Permitam-me que não me pronuncie sobre o desconfinamento apressado, nem sempre respeitando o distanciamento social e as regras da higiene. Ter a situação controlada e enfatizá-la até à exaustão criou a perigosa sensação que, apesar de tesos e sem turismo no horizonte mais próximo, vivemos no paraíso, em duas ilhas em que o bicho não entra e não se mexe há mais de 17 de dias. Por isso, vale quase tudo.
Permitam-me que não teça muitos comentários sobre os avanços e recuos do executivo madeirense no que concerne às quarentenas obrigatórias e aos testes à covid-19 à chegada. Está-lhe no sangue ser inconstante, mas este é um tempo novo, de incertezas e de decisões nem sempre assertivas ou devidamente ponderadas. Quem decide deve ter margem para ziguezaguear, mas no dia em que chegar a factura convém pagar a tempo e horas, sem culpar quem nunca foi chamado a dar opinião ou quem teve coragem de, em tempo útil, alertar para os perigos dos exageros e dos caprichos.
Permitam-me que não disserte longamente sobre a política de comunicação do governo regional que aproveitou o facto de em certa altura nos mandar ficar em casa para agora não nos chamar para quase nada ou de só convocar quem interessa para cultivar a imagem. Pode dar um jeitão, a quem não quer ser incomodado com perguntas, programar actividades sem a comunicação social saber e fazer-se acompanhar apenas da comitiva oficial e dos fiéis assessores. Saiba quem assim procede que hoje há muitas formas de escrutinar opções e de denunciar abusos.

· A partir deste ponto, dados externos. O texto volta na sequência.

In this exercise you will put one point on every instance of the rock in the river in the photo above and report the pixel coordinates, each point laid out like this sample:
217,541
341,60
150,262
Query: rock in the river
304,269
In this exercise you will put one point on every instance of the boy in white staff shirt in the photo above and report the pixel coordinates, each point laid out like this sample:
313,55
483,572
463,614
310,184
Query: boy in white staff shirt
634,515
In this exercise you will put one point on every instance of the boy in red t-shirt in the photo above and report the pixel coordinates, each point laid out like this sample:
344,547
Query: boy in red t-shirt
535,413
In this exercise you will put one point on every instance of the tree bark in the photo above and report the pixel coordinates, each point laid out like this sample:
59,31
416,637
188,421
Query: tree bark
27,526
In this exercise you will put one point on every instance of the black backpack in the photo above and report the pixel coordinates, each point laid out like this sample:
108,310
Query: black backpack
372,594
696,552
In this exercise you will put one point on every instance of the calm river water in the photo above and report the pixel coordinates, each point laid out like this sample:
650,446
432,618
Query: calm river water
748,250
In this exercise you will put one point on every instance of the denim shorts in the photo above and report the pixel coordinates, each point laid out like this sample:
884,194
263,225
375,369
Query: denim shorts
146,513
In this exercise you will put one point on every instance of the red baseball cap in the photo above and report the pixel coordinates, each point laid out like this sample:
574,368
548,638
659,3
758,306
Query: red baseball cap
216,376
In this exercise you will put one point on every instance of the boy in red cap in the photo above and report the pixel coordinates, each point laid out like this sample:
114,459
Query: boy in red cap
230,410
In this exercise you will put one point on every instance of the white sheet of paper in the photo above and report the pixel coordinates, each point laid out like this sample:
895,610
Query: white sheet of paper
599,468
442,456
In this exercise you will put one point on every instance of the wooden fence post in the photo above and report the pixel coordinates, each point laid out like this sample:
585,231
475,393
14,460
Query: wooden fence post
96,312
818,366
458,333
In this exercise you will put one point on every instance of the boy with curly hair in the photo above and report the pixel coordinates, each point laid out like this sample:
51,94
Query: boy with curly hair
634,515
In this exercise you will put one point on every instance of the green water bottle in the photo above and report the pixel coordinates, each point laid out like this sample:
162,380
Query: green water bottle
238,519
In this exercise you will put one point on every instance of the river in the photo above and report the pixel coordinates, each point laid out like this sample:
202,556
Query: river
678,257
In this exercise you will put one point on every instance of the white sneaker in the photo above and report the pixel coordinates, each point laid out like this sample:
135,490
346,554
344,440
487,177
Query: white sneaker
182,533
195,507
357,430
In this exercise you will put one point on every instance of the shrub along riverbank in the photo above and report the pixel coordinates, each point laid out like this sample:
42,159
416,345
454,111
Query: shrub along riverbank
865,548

Permitam-me apenas que lembre que hoje é o Dia Mundial das Comunicações Sociais, com o Papa a deixar uma mensagem, escrita em Janeiro, em que nos desafia a contar histórias feitas de gente e a fazer reportagens com rosto e assinatura. A credibilidade, que é o nosso maior bem, depende muito dessa capacidade de retratar os factos de forma autêntica. A realidade ganha um outro esplendor se for inquestionável e, para sê-lo, o pacto com a verdade não pode ser atraiçoado por quem quer que seja.
As histórias têm que ser menos das coisas e mais das pessoas. Nesse contexto, agradeço ao Papa Francisco por ter rezado por nós jornalistas. Neste tempo de pandemia, também corremos alguns riscos e trabalhamos muito. Procurar a verdade exige sempre esforço acrescido que deve ser colectivo. Porque temos que fazer o que nos cabe e não raras vezes emendar o que outros fizeram mal. Porque não nos podemos satisfazer com óbvio. Porque temos que ser transparentes em cada instante.

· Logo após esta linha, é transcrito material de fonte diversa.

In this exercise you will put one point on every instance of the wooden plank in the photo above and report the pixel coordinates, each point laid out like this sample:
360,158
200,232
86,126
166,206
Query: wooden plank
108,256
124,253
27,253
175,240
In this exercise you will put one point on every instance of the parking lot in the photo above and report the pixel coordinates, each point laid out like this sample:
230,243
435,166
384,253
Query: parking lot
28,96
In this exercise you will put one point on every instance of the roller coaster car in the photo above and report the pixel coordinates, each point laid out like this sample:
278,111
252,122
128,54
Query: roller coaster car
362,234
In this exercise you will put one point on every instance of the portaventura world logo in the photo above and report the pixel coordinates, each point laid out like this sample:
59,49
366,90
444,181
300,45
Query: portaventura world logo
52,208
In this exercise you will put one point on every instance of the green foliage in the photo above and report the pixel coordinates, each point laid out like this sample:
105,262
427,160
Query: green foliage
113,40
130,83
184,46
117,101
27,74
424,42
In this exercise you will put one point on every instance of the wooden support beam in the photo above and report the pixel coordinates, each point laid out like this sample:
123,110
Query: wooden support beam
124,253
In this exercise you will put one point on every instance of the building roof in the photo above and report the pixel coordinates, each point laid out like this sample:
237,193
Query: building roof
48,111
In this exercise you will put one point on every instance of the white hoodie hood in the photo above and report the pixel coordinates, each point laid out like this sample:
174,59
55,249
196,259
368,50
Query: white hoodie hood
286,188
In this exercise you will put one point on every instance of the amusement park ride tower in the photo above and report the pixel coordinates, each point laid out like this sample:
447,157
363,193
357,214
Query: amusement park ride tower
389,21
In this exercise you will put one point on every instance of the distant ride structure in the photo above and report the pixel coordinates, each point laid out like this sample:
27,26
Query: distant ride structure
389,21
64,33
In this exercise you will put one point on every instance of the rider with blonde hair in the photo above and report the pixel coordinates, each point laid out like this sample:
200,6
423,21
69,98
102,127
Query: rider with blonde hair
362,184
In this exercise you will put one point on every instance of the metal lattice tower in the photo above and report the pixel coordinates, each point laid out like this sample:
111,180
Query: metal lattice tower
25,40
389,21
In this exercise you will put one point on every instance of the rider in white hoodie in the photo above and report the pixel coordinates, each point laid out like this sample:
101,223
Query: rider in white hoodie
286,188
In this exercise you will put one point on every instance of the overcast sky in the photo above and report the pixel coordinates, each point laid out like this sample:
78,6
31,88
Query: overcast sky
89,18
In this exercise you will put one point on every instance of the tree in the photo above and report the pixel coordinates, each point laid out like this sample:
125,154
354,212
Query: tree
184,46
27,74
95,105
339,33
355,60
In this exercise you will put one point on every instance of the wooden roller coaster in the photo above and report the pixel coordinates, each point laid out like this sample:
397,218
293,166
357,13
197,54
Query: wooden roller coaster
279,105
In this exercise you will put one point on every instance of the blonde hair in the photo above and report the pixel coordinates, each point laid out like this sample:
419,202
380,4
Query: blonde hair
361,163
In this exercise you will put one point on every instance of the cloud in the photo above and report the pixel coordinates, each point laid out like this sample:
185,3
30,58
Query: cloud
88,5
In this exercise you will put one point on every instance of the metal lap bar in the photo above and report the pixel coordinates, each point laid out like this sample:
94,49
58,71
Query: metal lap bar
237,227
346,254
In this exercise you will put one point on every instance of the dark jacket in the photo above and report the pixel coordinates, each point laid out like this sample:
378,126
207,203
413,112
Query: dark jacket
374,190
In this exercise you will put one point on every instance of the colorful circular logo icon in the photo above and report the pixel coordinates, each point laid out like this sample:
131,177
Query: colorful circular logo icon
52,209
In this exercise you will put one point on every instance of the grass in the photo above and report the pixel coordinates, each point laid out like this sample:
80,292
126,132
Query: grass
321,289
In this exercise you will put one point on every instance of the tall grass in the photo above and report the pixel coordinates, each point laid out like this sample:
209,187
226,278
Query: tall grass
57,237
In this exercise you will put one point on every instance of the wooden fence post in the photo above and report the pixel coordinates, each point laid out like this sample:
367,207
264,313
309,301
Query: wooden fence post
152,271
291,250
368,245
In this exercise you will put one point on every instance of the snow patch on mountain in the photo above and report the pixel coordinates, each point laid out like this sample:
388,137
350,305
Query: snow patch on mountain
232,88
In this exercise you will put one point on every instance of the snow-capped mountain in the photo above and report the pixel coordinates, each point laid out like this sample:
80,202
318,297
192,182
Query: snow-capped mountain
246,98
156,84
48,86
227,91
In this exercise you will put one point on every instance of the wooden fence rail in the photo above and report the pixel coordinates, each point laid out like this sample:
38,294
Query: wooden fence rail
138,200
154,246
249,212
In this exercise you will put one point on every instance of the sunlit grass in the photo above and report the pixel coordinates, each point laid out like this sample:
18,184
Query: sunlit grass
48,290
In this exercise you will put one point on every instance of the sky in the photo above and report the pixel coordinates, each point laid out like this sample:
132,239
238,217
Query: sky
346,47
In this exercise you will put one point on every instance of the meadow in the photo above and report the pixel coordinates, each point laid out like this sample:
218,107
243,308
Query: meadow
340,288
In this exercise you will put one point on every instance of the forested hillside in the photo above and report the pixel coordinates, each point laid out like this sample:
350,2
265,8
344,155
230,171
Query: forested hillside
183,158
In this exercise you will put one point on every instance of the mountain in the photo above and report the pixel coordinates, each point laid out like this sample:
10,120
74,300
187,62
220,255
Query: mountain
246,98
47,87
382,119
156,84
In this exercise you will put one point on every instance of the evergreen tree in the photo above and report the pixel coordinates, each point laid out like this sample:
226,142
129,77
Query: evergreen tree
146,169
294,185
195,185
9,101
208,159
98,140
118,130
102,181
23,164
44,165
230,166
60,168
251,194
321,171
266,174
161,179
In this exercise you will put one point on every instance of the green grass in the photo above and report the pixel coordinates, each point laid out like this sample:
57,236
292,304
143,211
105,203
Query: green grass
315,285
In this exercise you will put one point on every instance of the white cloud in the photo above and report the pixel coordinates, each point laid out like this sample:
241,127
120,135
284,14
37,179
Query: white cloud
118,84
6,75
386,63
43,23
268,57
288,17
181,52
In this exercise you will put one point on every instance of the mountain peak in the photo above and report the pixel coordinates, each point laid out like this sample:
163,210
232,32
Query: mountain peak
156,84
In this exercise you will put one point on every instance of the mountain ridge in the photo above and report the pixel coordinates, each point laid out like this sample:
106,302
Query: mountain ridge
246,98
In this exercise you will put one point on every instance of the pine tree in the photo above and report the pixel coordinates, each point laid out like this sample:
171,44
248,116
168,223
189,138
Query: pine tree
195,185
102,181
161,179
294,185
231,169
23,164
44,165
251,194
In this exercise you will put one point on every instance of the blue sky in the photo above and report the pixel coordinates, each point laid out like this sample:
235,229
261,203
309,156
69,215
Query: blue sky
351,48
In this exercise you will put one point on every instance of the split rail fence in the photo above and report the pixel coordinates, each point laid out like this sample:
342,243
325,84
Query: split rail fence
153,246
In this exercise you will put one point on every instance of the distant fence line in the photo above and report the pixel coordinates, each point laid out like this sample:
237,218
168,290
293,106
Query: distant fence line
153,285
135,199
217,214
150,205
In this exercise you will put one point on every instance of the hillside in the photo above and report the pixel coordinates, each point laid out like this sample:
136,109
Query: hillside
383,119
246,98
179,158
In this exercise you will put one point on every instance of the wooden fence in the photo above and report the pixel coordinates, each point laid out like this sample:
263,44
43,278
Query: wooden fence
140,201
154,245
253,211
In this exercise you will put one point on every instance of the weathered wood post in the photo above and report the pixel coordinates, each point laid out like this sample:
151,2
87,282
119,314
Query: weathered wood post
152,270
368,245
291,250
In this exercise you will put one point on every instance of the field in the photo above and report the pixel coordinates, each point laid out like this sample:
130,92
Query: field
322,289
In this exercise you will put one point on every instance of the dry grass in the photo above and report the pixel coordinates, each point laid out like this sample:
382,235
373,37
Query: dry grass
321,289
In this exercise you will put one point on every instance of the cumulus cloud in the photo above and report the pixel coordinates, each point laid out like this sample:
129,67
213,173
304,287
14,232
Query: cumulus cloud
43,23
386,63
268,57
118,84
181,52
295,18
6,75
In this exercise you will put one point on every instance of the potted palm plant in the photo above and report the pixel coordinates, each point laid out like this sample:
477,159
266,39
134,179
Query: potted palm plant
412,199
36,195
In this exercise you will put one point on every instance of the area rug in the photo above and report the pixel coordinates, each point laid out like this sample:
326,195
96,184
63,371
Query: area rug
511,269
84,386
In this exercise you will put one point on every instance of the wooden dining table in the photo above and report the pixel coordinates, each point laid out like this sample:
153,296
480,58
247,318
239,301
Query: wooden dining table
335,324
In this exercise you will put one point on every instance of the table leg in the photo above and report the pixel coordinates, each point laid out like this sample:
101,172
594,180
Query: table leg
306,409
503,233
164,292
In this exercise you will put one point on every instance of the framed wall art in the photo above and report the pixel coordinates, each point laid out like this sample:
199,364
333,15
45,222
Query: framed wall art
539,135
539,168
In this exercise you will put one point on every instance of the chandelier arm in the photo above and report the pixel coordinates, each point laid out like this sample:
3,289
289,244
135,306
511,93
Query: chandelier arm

Registo ainda que, através da sua conta no Twitter, o Papa tenha assinalado o Dia Mundial da Liberdade de Imprensa, afirmando que “na crise actual, precisamos de um jornalismo livre a serviço de todas as pessoas, especialmente daquelas que não têm voz; um jornalismo comprometido na busca da verdade e que abra caminhos de comunhão e de paz”.

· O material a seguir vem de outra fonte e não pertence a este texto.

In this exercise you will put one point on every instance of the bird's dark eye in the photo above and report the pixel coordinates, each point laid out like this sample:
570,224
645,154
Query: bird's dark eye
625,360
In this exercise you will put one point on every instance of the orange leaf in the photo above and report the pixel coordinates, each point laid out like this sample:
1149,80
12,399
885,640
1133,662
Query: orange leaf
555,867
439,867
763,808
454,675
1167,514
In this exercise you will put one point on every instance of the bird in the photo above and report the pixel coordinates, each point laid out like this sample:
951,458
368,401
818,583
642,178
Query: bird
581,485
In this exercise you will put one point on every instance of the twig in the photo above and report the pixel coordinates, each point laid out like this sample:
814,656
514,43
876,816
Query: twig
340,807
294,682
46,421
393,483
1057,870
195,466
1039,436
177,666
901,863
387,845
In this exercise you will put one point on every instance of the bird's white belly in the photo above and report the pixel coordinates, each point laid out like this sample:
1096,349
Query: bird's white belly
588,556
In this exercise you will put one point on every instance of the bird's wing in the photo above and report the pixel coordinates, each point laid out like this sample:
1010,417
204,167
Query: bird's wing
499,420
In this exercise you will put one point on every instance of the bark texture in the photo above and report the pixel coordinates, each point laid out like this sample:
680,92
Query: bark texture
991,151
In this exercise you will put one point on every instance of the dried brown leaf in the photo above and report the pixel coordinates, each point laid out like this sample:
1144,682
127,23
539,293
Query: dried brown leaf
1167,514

Não somos heróis, eme estamos ao nível dos médicos, dos enfermeiros e de todos os profissionais de saúde, mas evitamos que a estes chegassem muitos mais doentes. Estivemos e continuamos a estar numa linha que, não sendo da frente, também salva vidas de diferentes maneiras, difundindo notícias, lançando apelos, promovendo a partilha, suscitando debate, escrutinando os decisores e estando por perto dos que vivem nas margens da sociedade. Temos feito um trabalho de proximidade para que, melhor informados, os cidadãos possam combater o vírus com as armas disponíveis e enfrentar os novos tempos com a esperança necessária e redentora. E não, não vou para Roma, mesmo que esse seja o sonho de alguns!